Quelle est la différence entre "a priori" et "a posteriori" en philosophie ?

Réponse :

Ce cours de philosophie niveau lycée met en avant les concepts d'A priori et A postériori chez Kant.


Ton E-prof de soutien scolaire en ligne se penche sur un texte de Kant tiré du livre de philosophie Critique de la raison pure.


Analyse d'un texte philosophique de Kant


Dans le texte suivant, Kant explique ce qu’il entend par « a priori » et « a posteriori ». Une connaissance est dite « a priori » lorsqu’elle ne dérive pas de l’expérience. Par exemple, la proposition « tout effet doit avoir une cause » est une connaissance a priori selon Kant, car elle est innée, elle n’est pas acquise par l’expérience, mais elle rend possible l'expérience en nous rendant capable d’analyser le monde en termes de causes et d’effets. D'autre part, la proposition « la pluie mouille » est une connaissance a posteriori car elle ne peut être dérivée que de l’expérience. 


« Que toute notre connaissance commence avec l'expérience, cela ne soulève aucun doute. En effet, par quoi notre pouvoir de connaître pourrait-il être éveillé et mis en action, si ce n'est par des objets qui frappent nos sens et qui, d'une part, produisent par eux-mêmes des représentations et d'autre part, mettent en mouvement notre faculté intellectuelle, afin qu'elle compare, lie ou sépare ces représentations, et travaille ainsi la matière brute des impressions sensibles pour en tirer une connaissance des objets, celle qu'on nomme l'expérience? Ainsi, chronologiquement, aucune connaissance ne précède en nous l'expérience et c'est avec elle que toutes commencent. 

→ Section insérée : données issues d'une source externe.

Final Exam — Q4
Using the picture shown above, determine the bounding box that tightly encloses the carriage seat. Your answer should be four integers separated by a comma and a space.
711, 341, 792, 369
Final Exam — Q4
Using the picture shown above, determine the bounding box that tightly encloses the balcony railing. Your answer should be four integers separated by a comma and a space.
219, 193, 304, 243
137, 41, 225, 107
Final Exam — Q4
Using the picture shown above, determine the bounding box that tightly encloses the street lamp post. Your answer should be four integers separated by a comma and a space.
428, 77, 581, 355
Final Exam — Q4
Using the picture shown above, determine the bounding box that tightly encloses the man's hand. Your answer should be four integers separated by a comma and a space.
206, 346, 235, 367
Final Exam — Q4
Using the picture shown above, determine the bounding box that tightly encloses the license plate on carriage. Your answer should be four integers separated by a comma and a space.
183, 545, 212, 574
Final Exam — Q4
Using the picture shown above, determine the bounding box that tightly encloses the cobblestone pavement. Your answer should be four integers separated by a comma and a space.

Mais si toute notre connaissance débute avec l'expérience, cela ne prouve pas qu'elle dérive toute de l'expérience, car il se pourrait bien que même notre connaissance par expérience fût un composé de ce que nous recevons des impressions sensibles et de ce que notre propre pouvoir de connaître (simplement excité par des impressions sensibles) produit de lui-même: addition que nous ne distinguons pas de la matière première jusqu'à ce que notre attention y ait été portée par un long exercice qui nous ait appris à l'en séparer. 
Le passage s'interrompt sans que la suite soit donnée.